In the Middle Ages, the Church and the worldly authorities were closely related. Martin Luther separated the religious and the worldly realms in principle (doctrine of the two kingdoms). The believers were obliged to use reason to govern the worldly sphere in an orderly and peaceful way. Luther's doctrine of the priesthood of all believers upgraded the role of laymen in the church considerably. The members of a congregation had the right to elect a minister and, if necessary, to vote for his dismissal (Treatise On the right and authority of a Christian assembly or congregation to judge all doctrines and to call, install and dismiss teachers, as testified in Scripture; 1523). Calvin strengthened this basically democratic approach by including elected laymen (church elders, presbyters) in his representative church government. The Huguenots added regional synods and a national synod, whose members were elected by the congregations, to Calvin's system of church self-government. This system was used by the other Reformed churches.

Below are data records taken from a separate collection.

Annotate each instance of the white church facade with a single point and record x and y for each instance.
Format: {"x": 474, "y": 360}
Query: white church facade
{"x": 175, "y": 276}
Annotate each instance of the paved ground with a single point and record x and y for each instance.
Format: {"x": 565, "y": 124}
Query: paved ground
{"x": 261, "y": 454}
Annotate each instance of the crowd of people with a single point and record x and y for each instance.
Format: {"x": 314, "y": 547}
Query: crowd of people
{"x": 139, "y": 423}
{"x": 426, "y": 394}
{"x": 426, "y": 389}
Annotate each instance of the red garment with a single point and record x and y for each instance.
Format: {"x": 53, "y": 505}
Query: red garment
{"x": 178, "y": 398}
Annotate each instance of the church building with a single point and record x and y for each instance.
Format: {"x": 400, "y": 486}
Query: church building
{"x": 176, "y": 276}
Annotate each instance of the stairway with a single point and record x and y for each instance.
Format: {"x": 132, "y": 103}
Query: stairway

Politically, John Calvin favoured a mixture of aristocracy and democracy. He appreciated the advantages of democracy: "It is an invaluable gift, if God allows a people to freely elect its own authorities and overlords." Calvin also thought that earthly rulers lose their divine right and must be put down when they rise up against God. To further protect the rights of ordinary people, Calvin suggested separating political powers in a system of checks and balances (separation of powers). 16th-century Calvinists and Lutherans developed a theory of resistance called the doctrine of the lesser magistrate which was later employed in the U.S. Declaration of Independence. Thus early Protestants resisted political absolutism and paved the way for the rise of modern democracy. Besides England, the Netherlands were, under Calvinist leadership, the freest country in Europe in the seventeenth and eighteenth centuries. It granted asylum to philosophers like René Descartes, Baruch Spinoza and Pierre Bayle. Hugo Grotius was able to teach his natural-law theory and a relatively liberal interpretation of the Bible.

Consistent with Calvin's political ideas, Protestants created both the English and the American democracies. In 17th century England, the most important persons and events in this process were the English Civil War, Oliver Cromwell, John Milton, John Locke, the Glorious Revolution, the English Bill of Rights, and the Act of Settlement. Later, the British took their democratic ideals also to their colonies, e.g. Australia, New Zealand, and India. In the 19th and 20th centuries, the British variety of modern-time democracy, constitutional monarchy, was taken over by Protestant-formed Sweden, Norway, Denmark, and the Netherlands as well as the Catholic countries Belgium and Spain. In North America, Plymouth Colony (Pilgrim Fathers; 1620) and Massachusetts Bay Colony (1628) practised democratic self-rule and separation of powers. These Congregationalists were convinced that the democratic form of government was the will of God. The Mayflower Compact was a social contract.